Cries and Whispers (1972, Ingmar Bergman) In Cries and Whispers, Ingmar Bergman, the great late Swedish director, invites the viewer to spend some time with a family on the brink of self destruction. People even remotely familiar with Bergman’s work know the director was no stranger to stories involving sad, conflicted characters. This time however the Swede adds deep physical pain to the proceedings.
Agnes, played by Harriet Andersson, lies in bed every day because she is suffering of cancer. Her illness is terminal and it is only a matter of time before her body gives up. To ease her through her final days, her two sisters, Karin and Maria (Ingrid Thulin and Liv Ullman respectively) as well as the faithful housekeeper Anna (Kari Sylwan), are her bedside company. As the days go by, it is clear that Agnes’ physical state is deteriorating. What began as mere sleepiness and weakness soon develops into full blown episodes of shocking pain that jolts Agnes to her very core. In these scenes Harriet Andersson gives a surprising performance. It’s eerily real, almost to point of discomfort for the viewer. She has difficulty breathing properly and her voice goes horribly horse and it is shocking.

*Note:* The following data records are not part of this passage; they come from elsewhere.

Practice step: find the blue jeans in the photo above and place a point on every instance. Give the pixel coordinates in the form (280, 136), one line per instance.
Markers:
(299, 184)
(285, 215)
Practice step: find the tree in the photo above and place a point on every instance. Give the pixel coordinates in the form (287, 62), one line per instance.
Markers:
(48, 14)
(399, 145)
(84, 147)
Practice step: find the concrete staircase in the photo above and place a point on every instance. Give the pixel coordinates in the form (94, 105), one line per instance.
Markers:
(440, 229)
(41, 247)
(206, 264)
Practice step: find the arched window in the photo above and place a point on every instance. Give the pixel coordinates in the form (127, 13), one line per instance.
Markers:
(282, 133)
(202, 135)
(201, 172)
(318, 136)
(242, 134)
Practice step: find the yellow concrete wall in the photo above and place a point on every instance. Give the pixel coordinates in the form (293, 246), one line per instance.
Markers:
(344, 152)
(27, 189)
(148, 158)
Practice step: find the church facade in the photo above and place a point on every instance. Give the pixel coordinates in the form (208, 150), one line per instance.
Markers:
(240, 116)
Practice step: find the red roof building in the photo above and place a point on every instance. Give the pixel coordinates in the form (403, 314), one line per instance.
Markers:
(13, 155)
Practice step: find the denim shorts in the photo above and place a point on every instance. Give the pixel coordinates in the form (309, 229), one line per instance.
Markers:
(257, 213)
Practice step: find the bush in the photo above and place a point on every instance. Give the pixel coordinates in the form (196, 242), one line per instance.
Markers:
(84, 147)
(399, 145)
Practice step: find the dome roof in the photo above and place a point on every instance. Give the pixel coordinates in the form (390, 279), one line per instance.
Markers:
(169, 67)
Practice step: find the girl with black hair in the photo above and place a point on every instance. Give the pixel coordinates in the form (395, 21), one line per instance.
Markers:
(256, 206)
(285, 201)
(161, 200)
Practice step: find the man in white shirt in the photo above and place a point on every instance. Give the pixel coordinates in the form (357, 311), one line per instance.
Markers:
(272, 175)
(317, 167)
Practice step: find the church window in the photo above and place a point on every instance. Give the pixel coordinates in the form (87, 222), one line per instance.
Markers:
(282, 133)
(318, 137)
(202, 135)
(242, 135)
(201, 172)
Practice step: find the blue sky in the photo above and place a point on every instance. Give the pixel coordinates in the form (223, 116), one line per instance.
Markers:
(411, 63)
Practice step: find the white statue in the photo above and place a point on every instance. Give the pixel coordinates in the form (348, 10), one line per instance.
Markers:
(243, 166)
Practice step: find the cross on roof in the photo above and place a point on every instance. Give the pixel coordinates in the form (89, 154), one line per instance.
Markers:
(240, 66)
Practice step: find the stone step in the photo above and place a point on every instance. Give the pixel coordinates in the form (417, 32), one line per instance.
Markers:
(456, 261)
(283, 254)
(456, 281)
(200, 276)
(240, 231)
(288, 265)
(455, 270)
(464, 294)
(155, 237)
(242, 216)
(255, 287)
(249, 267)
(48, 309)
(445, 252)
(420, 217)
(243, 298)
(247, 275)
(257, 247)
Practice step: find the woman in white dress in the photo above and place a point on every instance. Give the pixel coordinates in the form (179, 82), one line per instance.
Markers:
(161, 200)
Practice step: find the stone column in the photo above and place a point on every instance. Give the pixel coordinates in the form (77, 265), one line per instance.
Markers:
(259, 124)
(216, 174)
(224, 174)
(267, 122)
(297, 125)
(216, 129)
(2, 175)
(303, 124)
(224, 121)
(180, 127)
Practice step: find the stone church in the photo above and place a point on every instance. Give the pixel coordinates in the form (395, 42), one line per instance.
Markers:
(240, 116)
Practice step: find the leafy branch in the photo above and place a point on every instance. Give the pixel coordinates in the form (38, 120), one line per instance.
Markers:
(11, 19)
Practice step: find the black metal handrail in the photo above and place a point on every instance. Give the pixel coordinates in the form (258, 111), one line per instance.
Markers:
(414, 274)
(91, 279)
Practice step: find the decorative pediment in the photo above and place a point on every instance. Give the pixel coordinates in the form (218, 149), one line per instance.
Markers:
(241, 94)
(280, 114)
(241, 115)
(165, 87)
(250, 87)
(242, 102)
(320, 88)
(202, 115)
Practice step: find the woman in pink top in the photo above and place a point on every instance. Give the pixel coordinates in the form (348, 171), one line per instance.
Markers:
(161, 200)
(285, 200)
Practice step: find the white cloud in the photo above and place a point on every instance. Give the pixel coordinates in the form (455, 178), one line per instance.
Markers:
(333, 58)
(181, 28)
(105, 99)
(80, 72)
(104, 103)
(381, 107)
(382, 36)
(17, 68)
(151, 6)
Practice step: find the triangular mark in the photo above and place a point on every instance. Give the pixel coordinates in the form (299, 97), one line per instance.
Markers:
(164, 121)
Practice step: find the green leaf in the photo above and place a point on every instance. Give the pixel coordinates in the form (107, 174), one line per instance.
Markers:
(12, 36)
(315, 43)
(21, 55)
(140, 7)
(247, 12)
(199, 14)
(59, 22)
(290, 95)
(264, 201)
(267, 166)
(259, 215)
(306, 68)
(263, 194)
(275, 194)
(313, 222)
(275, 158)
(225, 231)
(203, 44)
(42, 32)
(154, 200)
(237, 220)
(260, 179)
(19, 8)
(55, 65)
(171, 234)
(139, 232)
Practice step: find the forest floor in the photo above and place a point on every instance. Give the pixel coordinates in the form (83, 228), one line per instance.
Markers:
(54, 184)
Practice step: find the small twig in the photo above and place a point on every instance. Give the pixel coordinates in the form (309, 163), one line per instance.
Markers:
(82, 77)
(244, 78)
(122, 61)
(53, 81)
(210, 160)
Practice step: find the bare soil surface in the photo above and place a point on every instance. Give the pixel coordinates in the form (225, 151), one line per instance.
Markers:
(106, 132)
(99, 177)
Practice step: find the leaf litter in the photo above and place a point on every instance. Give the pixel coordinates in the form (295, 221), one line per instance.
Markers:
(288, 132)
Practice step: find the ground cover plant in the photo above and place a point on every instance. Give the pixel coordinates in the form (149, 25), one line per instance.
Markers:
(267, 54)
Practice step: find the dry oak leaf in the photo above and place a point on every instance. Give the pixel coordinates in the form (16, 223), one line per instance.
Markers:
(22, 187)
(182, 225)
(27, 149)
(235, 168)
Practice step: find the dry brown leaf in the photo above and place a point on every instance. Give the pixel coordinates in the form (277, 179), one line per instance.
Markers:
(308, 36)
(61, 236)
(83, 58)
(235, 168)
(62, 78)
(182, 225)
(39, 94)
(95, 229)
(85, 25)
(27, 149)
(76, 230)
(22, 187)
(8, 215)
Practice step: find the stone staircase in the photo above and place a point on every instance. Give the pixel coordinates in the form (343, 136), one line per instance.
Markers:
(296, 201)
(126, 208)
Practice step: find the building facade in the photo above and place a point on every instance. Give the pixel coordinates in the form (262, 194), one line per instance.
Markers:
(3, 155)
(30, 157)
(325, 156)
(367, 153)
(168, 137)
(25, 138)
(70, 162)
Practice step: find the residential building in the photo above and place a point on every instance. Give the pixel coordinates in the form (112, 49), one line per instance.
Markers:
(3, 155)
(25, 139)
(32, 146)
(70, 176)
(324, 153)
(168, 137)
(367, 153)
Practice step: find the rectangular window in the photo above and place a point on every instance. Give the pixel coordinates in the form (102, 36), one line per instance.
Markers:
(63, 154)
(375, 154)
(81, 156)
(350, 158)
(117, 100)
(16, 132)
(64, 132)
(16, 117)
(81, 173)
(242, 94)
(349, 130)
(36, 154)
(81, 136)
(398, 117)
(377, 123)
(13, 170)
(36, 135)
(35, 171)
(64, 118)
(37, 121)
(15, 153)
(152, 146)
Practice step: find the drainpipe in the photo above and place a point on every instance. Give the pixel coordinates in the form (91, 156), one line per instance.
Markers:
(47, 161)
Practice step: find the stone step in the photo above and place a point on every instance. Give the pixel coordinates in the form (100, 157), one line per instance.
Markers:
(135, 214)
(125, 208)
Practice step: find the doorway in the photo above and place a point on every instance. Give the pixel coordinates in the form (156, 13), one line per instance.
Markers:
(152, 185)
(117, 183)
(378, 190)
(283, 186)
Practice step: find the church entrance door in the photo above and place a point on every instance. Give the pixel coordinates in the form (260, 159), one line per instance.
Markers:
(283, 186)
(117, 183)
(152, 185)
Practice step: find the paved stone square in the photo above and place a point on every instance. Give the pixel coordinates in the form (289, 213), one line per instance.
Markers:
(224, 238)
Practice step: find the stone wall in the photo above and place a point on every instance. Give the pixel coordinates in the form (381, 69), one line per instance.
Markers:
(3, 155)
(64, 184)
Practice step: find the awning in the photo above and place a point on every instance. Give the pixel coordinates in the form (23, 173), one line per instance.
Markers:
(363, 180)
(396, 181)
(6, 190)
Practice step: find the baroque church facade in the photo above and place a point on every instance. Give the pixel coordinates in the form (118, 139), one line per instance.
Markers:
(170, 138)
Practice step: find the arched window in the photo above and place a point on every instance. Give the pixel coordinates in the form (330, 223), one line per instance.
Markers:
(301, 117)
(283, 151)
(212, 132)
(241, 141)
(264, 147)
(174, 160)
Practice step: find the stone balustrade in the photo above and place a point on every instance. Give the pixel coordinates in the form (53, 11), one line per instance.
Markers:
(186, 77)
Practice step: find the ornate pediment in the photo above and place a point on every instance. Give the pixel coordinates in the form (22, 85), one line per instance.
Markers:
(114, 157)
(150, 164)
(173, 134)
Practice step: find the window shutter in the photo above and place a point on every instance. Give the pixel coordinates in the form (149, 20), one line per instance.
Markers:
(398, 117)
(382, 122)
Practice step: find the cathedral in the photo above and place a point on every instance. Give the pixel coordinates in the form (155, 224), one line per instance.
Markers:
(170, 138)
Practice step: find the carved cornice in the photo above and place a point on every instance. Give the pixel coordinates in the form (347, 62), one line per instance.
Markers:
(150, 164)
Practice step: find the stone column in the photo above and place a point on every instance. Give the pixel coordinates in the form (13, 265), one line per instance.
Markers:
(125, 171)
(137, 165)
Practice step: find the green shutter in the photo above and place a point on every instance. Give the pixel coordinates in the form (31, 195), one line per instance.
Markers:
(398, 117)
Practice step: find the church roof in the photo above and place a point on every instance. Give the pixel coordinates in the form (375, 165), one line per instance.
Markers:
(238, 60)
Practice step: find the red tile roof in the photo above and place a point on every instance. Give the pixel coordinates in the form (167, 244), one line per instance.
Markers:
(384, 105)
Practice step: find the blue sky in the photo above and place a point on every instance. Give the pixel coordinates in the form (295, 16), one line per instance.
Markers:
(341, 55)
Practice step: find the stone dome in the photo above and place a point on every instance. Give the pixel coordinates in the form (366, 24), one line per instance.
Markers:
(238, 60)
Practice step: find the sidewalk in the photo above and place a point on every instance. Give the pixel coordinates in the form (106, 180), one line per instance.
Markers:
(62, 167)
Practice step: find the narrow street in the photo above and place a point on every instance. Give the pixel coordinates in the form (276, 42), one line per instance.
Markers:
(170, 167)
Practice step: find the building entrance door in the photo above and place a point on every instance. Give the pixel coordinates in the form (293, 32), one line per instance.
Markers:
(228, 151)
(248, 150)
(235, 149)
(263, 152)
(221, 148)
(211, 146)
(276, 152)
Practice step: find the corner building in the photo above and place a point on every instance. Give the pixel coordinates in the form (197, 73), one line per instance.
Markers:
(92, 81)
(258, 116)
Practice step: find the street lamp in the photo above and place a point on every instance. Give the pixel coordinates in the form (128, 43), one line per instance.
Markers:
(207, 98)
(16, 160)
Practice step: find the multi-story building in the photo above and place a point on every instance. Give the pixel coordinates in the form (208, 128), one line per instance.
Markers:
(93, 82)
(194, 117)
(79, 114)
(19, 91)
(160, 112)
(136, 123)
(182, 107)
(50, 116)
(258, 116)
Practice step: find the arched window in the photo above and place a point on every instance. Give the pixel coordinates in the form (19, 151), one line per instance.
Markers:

Bergman goes for the close up shots here, which is a bold move because none of these characters are feeling particularly cheery or healthy. Agnes looks worse day by day and the close up shots give the viewer an almost too intimate look into her status. Her sisters, Karin and Maria, while in better physical condition, are both experiencing their own turmoil. They are obviously saddened by Agnes’s unavoidable death, but in addition are currently wrestling with their own personal issues. Karin recently lost faith her own marriage, to the point of inflicting self mutilation. Maria is presently in a lustful relationship with the family doctor, even though she is married…with children. The function of the close up shots is therefore twofold. First and foremost, viewer cannot turn away from the anguish every player is going through. What better way to transmit the emotional turmoil of these characters than with uncomfortable close up shots? There’s no escaping it, it is relentless. Secondly, it shows off how well all these actresses can act. To put it succinctly, Cries and Whispers displays exceptional acting from all four leads. Each actress holds her own with such professionalism that it’s some of the best acting this reviewer has ever seen.

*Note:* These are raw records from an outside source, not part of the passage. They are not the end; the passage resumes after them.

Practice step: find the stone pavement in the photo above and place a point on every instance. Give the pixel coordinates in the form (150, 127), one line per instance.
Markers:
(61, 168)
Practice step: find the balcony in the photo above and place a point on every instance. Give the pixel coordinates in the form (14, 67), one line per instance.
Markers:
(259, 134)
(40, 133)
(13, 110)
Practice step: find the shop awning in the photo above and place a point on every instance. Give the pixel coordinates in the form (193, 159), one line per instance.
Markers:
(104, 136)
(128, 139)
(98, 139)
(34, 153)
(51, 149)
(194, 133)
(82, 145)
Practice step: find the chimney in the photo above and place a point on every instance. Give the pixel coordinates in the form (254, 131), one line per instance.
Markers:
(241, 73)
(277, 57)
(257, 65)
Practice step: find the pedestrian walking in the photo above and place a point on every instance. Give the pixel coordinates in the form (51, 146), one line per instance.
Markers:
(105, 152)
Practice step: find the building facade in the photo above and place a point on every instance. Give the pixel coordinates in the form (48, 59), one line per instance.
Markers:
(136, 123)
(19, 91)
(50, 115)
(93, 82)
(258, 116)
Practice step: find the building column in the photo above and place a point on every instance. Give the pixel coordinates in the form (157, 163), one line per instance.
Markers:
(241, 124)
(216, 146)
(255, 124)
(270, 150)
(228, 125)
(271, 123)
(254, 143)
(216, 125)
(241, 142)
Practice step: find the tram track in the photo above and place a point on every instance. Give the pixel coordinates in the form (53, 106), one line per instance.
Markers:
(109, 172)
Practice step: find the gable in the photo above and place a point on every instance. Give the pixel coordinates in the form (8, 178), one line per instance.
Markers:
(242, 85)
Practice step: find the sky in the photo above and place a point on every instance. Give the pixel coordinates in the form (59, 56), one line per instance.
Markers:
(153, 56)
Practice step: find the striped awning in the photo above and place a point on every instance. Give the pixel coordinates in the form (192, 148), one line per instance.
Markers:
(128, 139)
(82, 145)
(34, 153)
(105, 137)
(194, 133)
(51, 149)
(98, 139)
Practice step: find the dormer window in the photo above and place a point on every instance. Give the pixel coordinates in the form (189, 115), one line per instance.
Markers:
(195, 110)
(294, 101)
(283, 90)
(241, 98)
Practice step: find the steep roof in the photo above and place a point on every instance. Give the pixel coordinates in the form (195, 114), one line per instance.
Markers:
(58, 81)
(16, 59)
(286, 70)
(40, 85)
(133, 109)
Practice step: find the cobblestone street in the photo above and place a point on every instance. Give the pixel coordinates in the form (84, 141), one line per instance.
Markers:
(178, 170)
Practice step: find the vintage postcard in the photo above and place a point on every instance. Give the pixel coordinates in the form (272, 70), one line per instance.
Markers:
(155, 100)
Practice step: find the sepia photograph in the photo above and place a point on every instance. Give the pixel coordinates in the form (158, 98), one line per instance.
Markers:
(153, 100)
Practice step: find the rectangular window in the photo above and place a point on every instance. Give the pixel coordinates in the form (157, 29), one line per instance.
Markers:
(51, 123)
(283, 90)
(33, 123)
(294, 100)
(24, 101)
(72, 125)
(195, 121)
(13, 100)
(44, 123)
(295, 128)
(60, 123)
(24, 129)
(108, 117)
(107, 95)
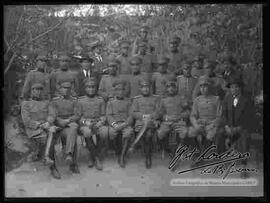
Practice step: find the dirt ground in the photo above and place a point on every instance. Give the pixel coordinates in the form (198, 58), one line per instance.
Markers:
(34, 180)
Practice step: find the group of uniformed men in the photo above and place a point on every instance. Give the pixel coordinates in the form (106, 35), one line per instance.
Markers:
(196, 99)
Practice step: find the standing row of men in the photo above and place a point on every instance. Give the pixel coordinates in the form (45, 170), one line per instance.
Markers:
(135, 95)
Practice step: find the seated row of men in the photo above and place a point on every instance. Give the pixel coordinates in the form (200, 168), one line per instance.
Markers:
(121, 119)
(187, 84)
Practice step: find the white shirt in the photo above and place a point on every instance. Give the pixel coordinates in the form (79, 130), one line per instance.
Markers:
(85, 73)
(235, 101)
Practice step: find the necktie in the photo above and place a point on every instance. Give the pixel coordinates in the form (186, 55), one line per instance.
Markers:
(235, 101)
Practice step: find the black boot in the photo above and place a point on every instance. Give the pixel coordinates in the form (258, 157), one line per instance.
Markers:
(92, 151)
(118, 147)
(74, 168)
(148, 160)
(124, 150)
(54, 172)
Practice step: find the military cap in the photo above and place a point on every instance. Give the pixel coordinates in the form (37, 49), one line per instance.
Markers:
(113, 62)
(187, 64)
(219, 69)
(142, 44)
(66, 84)
(162, 59)
(124, 44)
(135, 60)
(235, 80)
(37, 86)
(95, 44)
(144, 27)
(42, 57)
(118, 82)
(144, 81)
(90, 82)
(171, 81)
(175, 39)
(205, 80)
(209, 64)
(85, 57)
(228, 58)
(63, 57)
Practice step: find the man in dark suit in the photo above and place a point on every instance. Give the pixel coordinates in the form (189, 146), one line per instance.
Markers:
(238, 114)
(85, 72)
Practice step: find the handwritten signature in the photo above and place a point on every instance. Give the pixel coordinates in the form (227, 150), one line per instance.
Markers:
(218, 167)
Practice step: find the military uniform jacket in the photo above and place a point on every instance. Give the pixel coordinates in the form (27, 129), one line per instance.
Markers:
(174, 108)
(67, 76)
(175, 62)
(90, 108)
(106, 86)
(134, 86)
(196, 73)
(33, 114)
(36, 77)
(159, 80)
(206, 108)
(145, 105)
(64, 108)
(186, 85)
(148, 63)
(118, 110)
(215, 89)
(125, 66)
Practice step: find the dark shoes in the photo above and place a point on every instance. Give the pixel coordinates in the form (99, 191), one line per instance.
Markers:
(74, 168)
(244, 175)
(48, 161)
(98, 165)
(54, 172)
(91, 163)
(148, 163)
(69, 159)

The ticking of clocks is a recurring audio element that haunts the film. The passing of time is excruciating as Agnes lies on her bed, dying a bit with every second. Such a wait can be, and usually is for most, a rather unbearable exercise. In their sorrow, the sisters and the housekeeper are reduced to many scenes of silence. The ticking of the clocks becomes a painful soundtrack suddenly. The story also back through time and shows one episode of each sister’s married life. Needless to say, neither Karin nor Maria are involved in the happiest of marriages. Karin’s marriage is an unfulfilled bed of lies while Maria’s desires are split between her cold husband and the family doctor. Time isn’t repairing any of these open wounds and it certainly isn’t bringing Agnes back to her usual self. Even Anna is affected by the passing of time. She has offered 12 years of faithful service to Agnes and with her death, Anna will have not only lost an employer, but a dear friend.
The emotional charge of the film reaches its apex following the death of Agnes, when an old animosity between Karin and Maria is renewed. This strenuous relationship was not so apparent just days ago, most likely because both were far more occupied with their sister’s health. But with Agnes now gone and the sisters bruised like never before, the masks come off in stunning fashion. The personal attacks by Karin are harsh and relentless. Does she genuinely feel this way towards Maria or is she merely succumbing to an dysfunctional emotional status Just when the viewer thought that things couldn’t get any worse, Bergman ensures that they do. Cries and Whispers is not for everyone. Any viewer who doesn’t like their films too bleak should stay far away. But those interested in seeing Bergman toy with the human condition and pushing the envelope to dark territories, this is a must see.